The Outrider could almost feel that sensation of heat pulsing out of the boy’s body with each heartbeat, settling in the strangest places, like fingertips and ears. The captain had him all alone on an island, and that’s what he’d been waiting for. No pompous uncle telling him it’s all just an act when you get there the night before he set out. No talk of letters to the camp – written, perhaps, but undelivered. No admiring glances from peers at that party they'd have held.

In times like these, reassurances meant nothing.

Not in the face of all you hoped one day to be.

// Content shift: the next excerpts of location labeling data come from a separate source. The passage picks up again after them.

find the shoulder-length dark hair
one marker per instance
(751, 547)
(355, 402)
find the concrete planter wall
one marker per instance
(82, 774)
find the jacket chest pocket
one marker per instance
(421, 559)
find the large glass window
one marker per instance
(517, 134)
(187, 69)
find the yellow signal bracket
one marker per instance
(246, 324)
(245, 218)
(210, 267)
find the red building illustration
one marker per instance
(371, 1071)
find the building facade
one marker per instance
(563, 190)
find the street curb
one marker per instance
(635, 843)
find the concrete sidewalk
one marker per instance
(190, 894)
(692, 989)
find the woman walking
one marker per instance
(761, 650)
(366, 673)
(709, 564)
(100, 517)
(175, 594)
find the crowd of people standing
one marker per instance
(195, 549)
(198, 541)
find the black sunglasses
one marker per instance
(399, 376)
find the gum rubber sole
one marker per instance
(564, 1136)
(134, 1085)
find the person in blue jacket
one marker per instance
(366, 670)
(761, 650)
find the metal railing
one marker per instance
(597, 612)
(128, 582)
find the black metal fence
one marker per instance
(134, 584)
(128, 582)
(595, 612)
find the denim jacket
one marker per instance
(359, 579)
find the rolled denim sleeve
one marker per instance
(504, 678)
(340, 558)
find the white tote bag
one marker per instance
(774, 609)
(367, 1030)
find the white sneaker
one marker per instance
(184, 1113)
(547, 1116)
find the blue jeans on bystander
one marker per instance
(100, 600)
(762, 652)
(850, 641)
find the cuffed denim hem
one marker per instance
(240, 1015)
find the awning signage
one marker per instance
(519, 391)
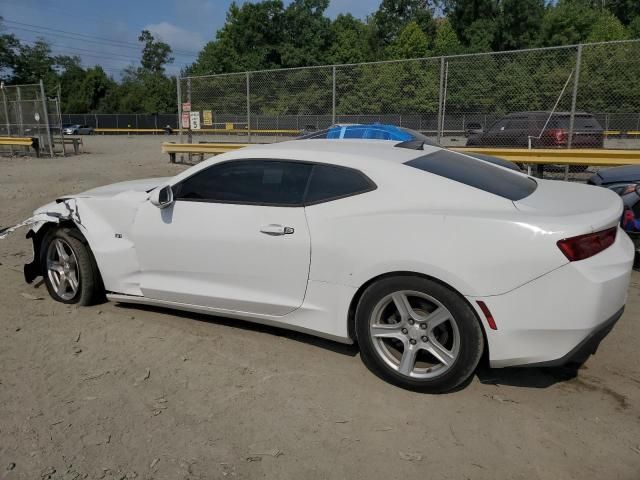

“You have any idea how many people despise your grandfather in the province I’m from? Hell,” Relic said, stepping even closer. “How many people in what used to be the Commonwealth do?”

Caulurn dug his fingernails into his palms.

Any reference to the provinces as the Commonwealth was forbidden by the Senate. It was thought worse, even, than loose talk about Ward—

“The answer is zero.”

—and Caulurn’s worries faded in a flash.

“And I’ll tell you why ...” Relic tilted his chin down ever so slightly. “Legend, heroism, Veil’driel Star aside ...” The flint was gone from his voice; the Outrider spoke so only the boy – and his own mentor – could hear what came next. “Your grandfather was a good man before he was anything else.” Slowly, he handed the kid back his sword. “And if he’s watching us right now, he deserves the respect of seeing me make sure his grandson knows that. Don’t forget it.”

“Sheathe that sword, unicorn!” Caulurn bellowed.

“Sir!”

Stepping back like a tin man, the recruit resumed attention.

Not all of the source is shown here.